Os riscos da dose de radiação usada nas tomografias computadorizadas (TC) para coletar imagens do interior de um paciente são muito baixos. Enquanto uma única tomografia computadorizada pode expor os pacientes a uma quantidade significativa de radiação quando comparada a técnicas como a radiografia convencional, as chances aumentadas de desenvolver câncer como resultado são baixas em geral porque é um evento único. Se os pacientes fizerem exames repetidos, eles podem se tornar motivo de preocupação. Existem alguns passos que os médicos podem tomar para limitar o risco de uma dose de radiação por TC.
Na tomografia computadorizada, uma série de imagens é tirada da área de interesse para gerar uma imagem detalhada do interior do corpo do paciente. Uma TC típica pode expor um paciente a entre 1 e 10 milisieverts (mSv) de radiação, embora em alguns pacientes a exposição possa ser maior devido ao tipo de varredura. Para um paciente que precisa de uma tomografia computadorizada do abdômen e da pélvis onde o médico deseja um conjunto de exames com e sem um agente de contraste, por exemplo, a exposição à radiação do paciente a partir do exame equivale a cerca de 10 anos de radiação de fundo média.
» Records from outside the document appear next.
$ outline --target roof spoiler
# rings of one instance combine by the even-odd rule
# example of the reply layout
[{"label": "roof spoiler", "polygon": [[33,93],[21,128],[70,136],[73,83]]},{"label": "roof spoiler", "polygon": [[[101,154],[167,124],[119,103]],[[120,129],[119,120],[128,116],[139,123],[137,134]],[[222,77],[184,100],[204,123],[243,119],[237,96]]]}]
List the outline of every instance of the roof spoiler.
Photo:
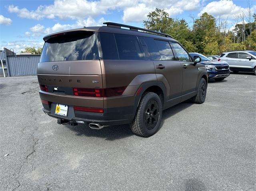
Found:
[{"label": "roof spoiler", "polygon": [[160,32],[157,32],[155,31],[149,30],[148,29],[144,29],[142,28],[139,28],[138,27],[130,26],[129,25],[124,25],[122,24],[120,24],[119,23],[112,23],[111,22],[106,22],[103,23],[103,24],[106,24],[107,26],[110,27],[114,27],[115,28],[122,28],[122,27],[126,28],[128,28],[130,30],[131,30],[138,31],[139,32],[141,32],[140,31],[139,31],[139,30],[142,31],[145,31],[146,32],[149,32],[149,33],[154,33],[155,34],[157,34],[158,35],[164,36],[166,37],[168,37],[169,38],[173,38],[173,37],[170,35],[169,35],[167,34],[165,34],[165,33],[162,33]]}]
A exposição à radiação pode aumentar as chances de desenvolver câncer no futuro, e há um baixo risco aumentado de câncer em pacientes que recebem tomografias computadorizadas. Uma única varredura de diagnóstico carrega uma causa relativamente mínima de preocupação, especialmente quando comparada aos benefícios da varredura. A dose de radiação da TC pode se tornar um problema se um paciente precisar de várias varreduras como parte de uma série contínua de testes e avaliações de diagnóstico. Também é um problema quando os pacientes recebem testes desnecessários.
Para diminuir a dose de radiação da tomografia computadorizada, os médicos podem usar a filtragem e outras técnicas para limitar a quantidade de radiação. Eles também devem considerar cuidadosamente todos os casos de pacientes para decidir se esse tipo de imagem é realmente necessário ou apropriado. Nos pacientes pediátricos, que são mais sensíveis à radiação, o médico pode considerar os riscos e preocupações aumentados sobre a exposição à radiação durante a vida. Um paciente que precisa de inúmeras verificações quando criança pode precisar de mais como adulto, porque pode haver um problema médico complexo que exigiria acompanhamento. Com o tempo, a dose cumulativa de radiação por TC do paciente pode ficar bastante alta.
Para pacientes grávidas, também existem preocupações especiais com a dose de radiação da TC. Como regra geral, os profissionais de saúde tentam limitar o uso de materiais radiologicamente ativos em torno de pacientes grávidas. Isso protege o feto em desenvolvimento e pode impedir o aparecimento de problemas de saúde mais tarde na vida. Quando uma paciente grávida absolutamente precisa de uma tomografia computadorizada, o médico pode usar mais blindagens, filtros e outras opções para manter a exposição minimizada.
Além do risco de radiação da tomografia computadorizada, também existem outras preocupações com estudos de imagem médica dessa natureza. Se um teste tiver resultados ambíguos, o paciente poderá precisar de mais testes, incluindo procedimentos invasivos, para esclarecer os resultados, e isso pode ser caro e traumático. Além disso, alguns pacientes apresentam reações alérgicas aos materiais rastreadores utilizados nos estudos de imagens médicas.